Le lecteur attentif de Poe comprendra que j'ai ici mélangé ensemble le personnage de la Mort Rouge avec celui de la fille syphillitique du Diable -fruit de ses amours avec Salomé ! - et créée par Panizza. Ne sont ils pas tout deux des avatars de la contamination ?
Je dois bien l'avouer, j'ai presque malgré moi (je ne voulais pas le faire exprès...) cherché, par ce montage de textes, à aborder d'un peu plus près la problématique du "Roi en Jaune" de Chambers, (voir Annexe aux Z Ined: Oscar Wilde a-t-il écrit "Le roi en Jaune" ? sur ce même blogue) . Mais surtout, il m'est apparu en y travaillant que la nouvelle de Lovecraft "Je suis d'ailleurs" n'était qu'une réécriture de la Mort Rouge de Poe, la scène du Bal étant perçue par le protagoniste mortel, le monstre que tous fuient, le mort vivant. La présence de cet être, l'"outsider", au milieu de convives masqués reste sans conteste l'image forte de ces trois oeuvres.

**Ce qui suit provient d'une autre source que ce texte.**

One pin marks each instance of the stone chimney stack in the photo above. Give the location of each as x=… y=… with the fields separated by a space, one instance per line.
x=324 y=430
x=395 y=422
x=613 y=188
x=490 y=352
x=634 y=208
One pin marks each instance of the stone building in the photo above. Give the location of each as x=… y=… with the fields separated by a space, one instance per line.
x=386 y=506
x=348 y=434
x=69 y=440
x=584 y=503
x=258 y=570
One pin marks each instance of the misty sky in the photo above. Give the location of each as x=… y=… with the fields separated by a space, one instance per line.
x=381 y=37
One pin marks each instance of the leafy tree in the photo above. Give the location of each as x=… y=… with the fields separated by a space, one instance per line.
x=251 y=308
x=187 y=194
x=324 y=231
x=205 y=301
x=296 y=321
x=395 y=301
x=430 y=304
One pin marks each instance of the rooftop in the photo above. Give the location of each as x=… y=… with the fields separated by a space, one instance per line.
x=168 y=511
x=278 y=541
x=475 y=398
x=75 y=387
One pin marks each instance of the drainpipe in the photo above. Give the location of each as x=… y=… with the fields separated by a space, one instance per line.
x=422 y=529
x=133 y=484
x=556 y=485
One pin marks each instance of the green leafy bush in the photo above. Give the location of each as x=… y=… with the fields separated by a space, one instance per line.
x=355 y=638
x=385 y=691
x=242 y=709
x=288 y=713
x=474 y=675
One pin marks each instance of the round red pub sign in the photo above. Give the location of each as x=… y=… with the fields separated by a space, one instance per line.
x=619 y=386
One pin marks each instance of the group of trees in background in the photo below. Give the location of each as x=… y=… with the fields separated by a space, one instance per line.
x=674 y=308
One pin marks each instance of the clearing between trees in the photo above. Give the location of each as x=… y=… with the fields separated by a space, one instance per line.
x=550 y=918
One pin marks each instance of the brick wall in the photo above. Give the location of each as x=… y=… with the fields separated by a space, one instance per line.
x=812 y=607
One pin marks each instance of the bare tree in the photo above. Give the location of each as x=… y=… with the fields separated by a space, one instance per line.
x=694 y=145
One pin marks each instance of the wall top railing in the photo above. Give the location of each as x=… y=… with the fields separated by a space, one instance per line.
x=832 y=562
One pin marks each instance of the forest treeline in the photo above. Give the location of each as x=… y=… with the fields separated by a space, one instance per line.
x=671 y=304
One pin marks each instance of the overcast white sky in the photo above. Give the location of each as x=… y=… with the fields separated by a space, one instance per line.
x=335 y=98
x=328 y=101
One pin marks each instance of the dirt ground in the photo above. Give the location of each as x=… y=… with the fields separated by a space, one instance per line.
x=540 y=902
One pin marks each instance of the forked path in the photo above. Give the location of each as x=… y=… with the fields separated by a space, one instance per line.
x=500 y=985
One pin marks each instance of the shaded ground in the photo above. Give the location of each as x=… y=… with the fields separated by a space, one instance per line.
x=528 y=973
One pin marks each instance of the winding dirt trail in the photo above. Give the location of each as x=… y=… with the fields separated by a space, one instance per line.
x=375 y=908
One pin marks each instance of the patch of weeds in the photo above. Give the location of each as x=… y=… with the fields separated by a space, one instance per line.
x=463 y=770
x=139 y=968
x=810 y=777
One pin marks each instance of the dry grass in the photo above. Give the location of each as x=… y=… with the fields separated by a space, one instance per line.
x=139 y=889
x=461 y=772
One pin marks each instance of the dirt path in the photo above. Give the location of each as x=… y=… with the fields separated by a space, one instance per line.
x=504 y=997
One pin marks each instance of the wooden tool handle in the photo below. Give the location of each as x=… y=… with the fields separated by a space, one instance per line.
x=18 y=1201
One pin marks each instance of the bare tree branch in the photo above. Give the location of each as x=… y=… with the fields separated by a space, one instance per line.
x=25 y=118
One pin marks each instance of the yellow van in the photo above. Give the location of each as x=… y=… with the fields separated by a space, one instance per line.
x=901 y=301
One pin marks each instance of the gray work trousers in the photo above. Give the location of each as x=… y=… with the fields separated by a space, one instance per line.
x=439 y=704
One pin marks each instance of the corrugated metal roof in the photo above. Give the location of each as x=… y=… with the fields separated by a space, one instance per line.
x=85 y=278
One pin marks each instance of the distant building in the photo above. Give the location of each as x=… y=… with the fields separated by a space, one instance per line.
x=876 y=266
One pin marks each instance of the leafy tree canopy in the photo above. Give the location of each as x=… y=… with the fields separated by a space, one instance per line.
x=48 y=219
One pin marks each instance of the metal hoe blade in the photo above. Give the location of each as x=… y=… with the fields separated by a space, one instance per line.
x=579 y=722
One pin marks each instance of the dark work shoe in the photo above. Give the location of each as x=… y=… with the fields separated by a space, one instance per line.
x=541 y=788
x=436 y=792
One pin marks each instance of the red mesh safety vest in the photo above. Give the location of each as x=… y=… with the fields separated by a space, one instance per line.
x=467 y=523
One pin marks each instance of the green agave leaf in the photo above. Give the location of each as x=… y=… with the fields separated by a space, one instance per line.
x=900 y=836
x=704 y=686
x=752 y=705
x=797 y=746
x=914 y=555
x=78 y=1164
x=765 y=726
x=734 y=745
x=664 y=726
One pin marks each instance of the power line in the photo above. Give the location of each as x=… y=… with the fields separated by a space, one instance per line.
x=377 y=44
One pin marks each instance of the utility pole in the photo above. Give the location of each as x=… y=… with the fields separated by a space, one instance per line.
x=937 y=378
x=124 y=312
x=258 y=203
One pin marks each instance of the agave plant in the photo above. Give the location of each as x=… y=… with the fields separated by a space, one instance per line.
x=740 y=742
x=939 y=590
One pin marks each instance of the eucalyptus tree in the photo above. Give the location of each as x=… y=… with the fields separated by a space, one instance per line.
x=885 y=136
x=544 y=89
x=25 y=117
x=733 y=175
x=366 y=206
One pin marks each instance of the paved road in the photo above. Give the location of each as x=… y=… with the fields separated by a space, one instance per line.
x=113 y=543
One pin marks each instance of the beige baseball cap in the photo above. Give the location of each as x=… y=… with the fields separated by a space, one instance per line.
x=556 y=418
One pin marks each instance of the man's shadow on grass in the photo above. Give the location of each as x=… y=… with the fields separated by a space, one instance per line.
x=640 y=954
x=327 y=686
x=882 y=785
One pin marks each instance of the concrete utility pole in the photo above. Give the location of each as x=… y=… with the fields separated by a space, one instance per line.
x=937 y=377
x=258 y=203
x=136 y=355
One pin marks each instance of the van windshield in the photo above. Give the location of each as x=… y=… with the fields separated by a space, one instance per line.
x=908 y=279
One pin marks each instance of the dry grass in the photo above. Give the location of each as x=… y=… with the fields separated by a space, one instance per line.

Me restent des impressions : susciter la peur chez le public est difficile sans jouer sur la corde de l'humour noir. C'est peut-être ce qu'il manquait à Chambers pour réussir à écrire pour de bon son "Roi en jaune". C'est du moins une solution de facilité pour ne pas sombrer dans le ridicule d'une peur liée au mythique, quand tant de choses peuvent susciter l'effroi dans la réalité. Rions de nos peurs et ayons peur d'en rire ... et d'en périr.